小説

『あの日の情景』太田純平(『黄金風景』)

 ガキ大将が誰かに消しゴムを投げれば一緒になって投げたし、女子トイレにだって何度も万歳突撃した。
 それにしても、ああ。
 武田との会話で出てきた「下川」という名前。
 私はこの名前を聞くと、いつも、胸が締め付けられる思いがする。
 下川文恵。
 彼女は中学時代、最もイジメの標的にされていた女の子だった。
 彼女は物静かな文化系で、なにより、強烈なおちょぼ口が特徴であった。
 そんな彼女の外見をイジったり、小鳥がさえずるような喋り方を真似するくらいならまだマシである。
 彼女は三年間、同級生から上履きや体育館履きを隠され続け、机や教科書には落書きをされ、消しゴムはおろか、後ろから石を投げられる事さえ日常茶飯事であった。
 無論、私もそれに加担していた。
なかでも、私が犯した罪の中で最も後悔しているのは、中学二年生の春の「ルーズソックス事件」であった――。

 ×   ×   ×

 私が中学生の頃は、ルーズソックス全盛の時代であった。
 しかし何故かうちの学校には「一年生はルーズソックス禁止、履いていいのは二年生に上がってから」という、謎の生徒間のルールがあった。
 私の同級生の女子達は、中二に上がるとこぞってルーズソックスを履き始め、スカートの丈も急激に短くなった。
 だがいつの時代であろうと、そういう「制服の着崩し」をやるのは、学校のヒエラルキーの上位組である。

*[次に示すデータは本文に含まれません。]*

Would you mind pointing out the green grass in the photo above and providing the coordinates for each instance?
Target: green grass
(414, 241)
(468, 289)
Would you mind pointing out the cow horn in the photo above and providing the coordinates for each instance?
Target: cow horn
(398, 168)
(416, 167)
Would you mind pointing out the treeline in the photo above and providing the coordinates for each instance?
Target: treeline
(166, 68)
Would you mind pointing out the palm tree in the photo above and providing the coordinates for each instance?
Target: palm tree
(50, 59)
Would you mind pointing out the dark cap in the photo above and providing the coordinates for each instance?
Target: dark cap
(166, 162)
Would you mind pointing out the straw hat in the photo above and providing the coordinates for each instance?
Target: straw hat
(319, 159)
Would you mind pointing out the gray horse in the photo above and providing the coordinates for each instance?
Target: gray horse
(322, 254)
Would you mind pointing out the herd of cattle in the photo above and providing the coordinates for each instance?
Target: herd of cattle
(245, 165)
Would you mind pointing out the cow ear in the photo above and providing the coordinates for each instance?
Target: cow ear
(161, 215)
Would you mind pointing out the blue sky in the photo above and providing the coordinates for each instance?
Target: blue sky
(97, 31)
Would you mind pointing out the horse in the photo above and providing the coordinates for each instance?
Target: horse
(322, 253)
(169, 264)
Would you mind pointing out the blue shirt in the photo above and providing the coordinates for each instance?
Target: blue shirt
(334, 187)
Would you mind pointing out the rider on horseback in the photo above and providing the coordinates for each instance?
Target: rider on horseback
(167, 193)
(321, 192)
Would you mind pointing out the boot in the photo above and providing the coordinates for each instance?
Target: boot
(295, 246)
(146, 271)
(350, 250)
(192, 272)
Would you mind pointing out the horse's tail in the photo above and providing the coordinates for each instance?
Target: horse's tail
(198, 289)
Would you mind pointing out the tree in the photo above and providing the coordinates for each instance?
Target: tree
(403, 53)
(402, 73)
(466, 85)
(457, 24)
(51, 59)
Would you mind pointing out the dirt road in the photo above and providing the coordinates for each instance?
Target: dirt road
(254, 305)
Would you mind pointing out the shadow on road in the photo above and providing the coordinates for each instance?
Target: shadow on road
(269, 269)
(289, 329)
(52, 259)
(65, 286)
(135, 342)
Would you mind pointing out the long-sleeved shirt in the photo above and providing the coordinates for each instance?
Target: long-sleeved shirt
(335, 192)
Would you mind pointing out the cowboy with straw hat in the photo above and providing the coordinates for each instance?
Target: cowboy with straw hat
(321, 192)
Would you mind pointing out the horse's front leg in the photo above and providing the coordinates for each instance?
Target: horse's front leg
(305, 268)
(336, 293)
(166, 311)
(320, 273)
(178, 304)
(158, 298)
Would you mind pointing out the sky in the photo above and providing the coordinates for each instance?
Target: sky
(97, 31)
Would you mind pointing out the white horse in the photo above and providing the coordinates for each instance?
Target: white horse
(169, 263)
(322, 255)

ピラミッドの下の方にいる大人しい女子達は、本音ではきっと「羨ましい」と思いながらも、日々「我関せず」といった態度で、学校指定のソックスを履き続けていたのであった。
 ところがだ。
 ある日の朝、下川がルーズソックスを履いて登校して来た。
 中一の頃からイジメを受け、部員が二人しかいない飼育部で細々と活動している、あの、下川がだ。
 ルーズソックスを履いた彼女が下駄箱に来ると、現場は一時騒然となり、まるで芸能人の追っかけのような人だかりが出来た。ケータイ電話の黎明期だったのが、唯一の救いである。
 しかし彼女は普段通り、下駄箱で靴を履き替え、スロープを上がり、廊下を歩き、教室に入って行った。
 それを男子生徒ばかりか女子までもが取り囲み「あの下川さんが!」と口々に噂し合い、笑い合い、好奇の目で見続けた。
 ああ。今にして考えてみれば、私はなんと乙女心を傷つけた事か。私は当時、本当に悪の幹部だった。